Due to the rising cost of living and uncertainty over how United States President Trump’s policies will impact their investments, older Australians are worried that they might not have accumulated sufficient wealth to satisfy their retirement aspirations. In a recent interview with Azzet, Andrew Zbik Senior Financial Planner at CreationWealth walks readers through some common mistakes and misnomers people often make when thinking about retirement.
Azzet: So Andew what sorts of issues are your clients currently grappling with?
Andrew Zbik (AZ): There’s a lot of resentment by a lot of my clients that people who haven’t saved for their retirement will be entitled to the full age pension – which gives a $1000,000 to a couple over 25 years – while as self-funded retirees they receive nothing. Frankly, I try to remind them in the nicest possible way that this thinking is flawed. For starters, as self-funded retirees they can expect a more comfortable retirement than the age pension allows for. That’s especially true for people who enter retirement with a mortgage or those who are renting. Secondly, it’s not true that self-funded retirees are rewarded with nothing for having provided for their own retirement. For example, once their super balance is in accumulation phase they pay nothing in tax. Given that most of our clients have self-managed super funds (SMSF), only around 10% would be getting any age pension entitlements.

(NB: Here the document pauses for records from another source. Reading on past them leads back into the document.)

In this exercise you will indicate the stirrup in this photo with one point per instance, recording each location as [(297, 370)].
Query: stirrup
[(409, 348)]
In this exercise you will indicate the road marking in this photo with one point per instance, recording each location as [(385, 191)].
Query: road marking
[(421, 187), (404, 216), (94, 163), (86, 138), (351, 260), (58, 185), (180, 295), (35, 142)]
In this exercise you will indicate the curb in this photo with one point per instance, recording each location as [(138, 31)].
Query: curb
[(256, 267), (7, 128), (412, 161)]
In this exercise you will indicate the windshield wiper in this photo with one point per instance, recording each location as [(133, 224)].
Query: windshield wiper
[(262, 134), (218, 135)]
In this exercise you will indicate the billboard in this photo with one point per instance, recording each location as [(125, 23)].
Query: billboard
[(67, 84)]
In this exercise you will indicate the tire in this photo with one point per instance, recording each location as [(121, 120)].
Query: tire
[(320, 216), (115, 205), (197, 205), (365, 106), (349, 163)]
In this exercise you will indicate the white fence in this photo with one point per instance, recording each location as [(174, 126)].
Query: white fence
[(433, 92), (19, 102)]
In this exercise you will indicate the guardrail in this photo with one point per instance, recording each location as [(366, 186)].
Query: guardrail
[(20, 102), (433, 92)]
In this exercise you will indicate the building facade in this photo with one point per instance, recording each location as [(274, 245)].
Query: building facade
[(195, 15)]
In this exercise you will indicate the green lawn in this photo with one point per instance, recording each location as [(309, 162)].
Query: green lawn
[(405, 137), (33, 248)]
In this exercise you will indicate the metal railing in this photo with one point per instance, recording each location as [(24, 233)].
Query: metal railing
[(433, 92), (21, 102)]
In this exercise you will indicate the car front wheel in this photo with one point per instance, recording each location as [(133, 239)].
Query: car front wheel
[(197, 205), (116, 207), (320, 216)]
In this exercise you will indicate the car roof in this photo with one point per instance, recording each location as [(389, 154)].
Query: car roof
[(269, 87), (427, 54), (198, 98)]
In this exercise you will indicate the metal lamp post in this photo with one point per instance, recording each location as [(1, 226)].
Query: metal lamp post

Azzet: Retirees often live frugally A) because they don’t know how long they’re going to live, and B) because they’re hell bent on leaving a legacy for their kids. Is this still an issue?
AZ: Yes, this remains a big issue. I think many retirees struggle with spending in retirement because they’ve spent a lifetime accumulating. While many retirees try to live frugally, they don’t need to and frankly they’re miserable. We spend a lot of time reminding clients that the superannuation system was designed specially for retirement and that they can actually afford to draw down some capital. Yes, retirees still worry about providing for their children and given that most people die with sizable super balances intact, these concerns are largely unnecessary.

Azzet: What other big mistakes do retirees make?
AZ: One of the biggest issues is leaving money in super at the end of their lives so that their children end up sharing their inheritance with the federal government. One of the issues is that a lot of these people don’t see themselves as comfortable, despite being self-funded retirees, and since 2015/16 we saw a lot of middle-class people moving into the area where they had too much to qualify for any age pension. This explains why a lot of retirees aren’t seeking financial advice; they simply don’t believe they can afford it. While ASFA’s cost of retirement report claims a retired couple needs around $74,000 annually, a lot of our clients are spending $95,000 to $120,000. Another doozy we see all the time is that those with large cash savings very often don’t invest it. Instead of contributing it to super they will roll it over into another term deposit where it might be losing them money. The better option is to only keep enough cash in reserve to cover expenses for 12 months to ride out market downturns.
Azzet: People who finally reach age 65 are often encouraged to open accounts so they can dial their super tax down to zero but is that always a wise idea?
AZ: Well, not necessarily. I had this issue recently with clients (65) who were able to retire after selling their business. Rather than drawing money from a tax-free environment, there is an argument for living off cash reserves, and we always suggest that all retirees have sufficient money to live off for three years. This also ensures they don't have to draw from other assets when markets go down. Just because they open an account-based pension doesn't mean retirees can no longer accumulate wealth. They also have the option of shutting down an account-based pension at any time and putting funds back into an accumulation account.
Azzet: Family trusts have been in and out of favour in recent years. What's your opinion of them now?
AZ: They are becoming more popular and especially with our more wealthy clients, especially if they’ve got say $1 million in surplus cash and can’t put it into super because it's maxed out. The next best thing is a family trust which will outlive you when you die. From year to year you can allocate part of your income to family members at lower tax rates, like children who are still dependents.
Azzet: With all the uncertainty around capital markets since President Trump came to office what are you saying to clients?
AZ: We now think capital preservation is more important than trying to grow your capital. We are currently overweight defensive assets and don’t think the extra returns from equities justify the risks. One of the best ways to allow for black swans or geopolitical events is to keep money in a defensive portfolio. The key is to get people used to the idea of a lower earnings environment. We expect 10 year earnings to revert to mean around 6%.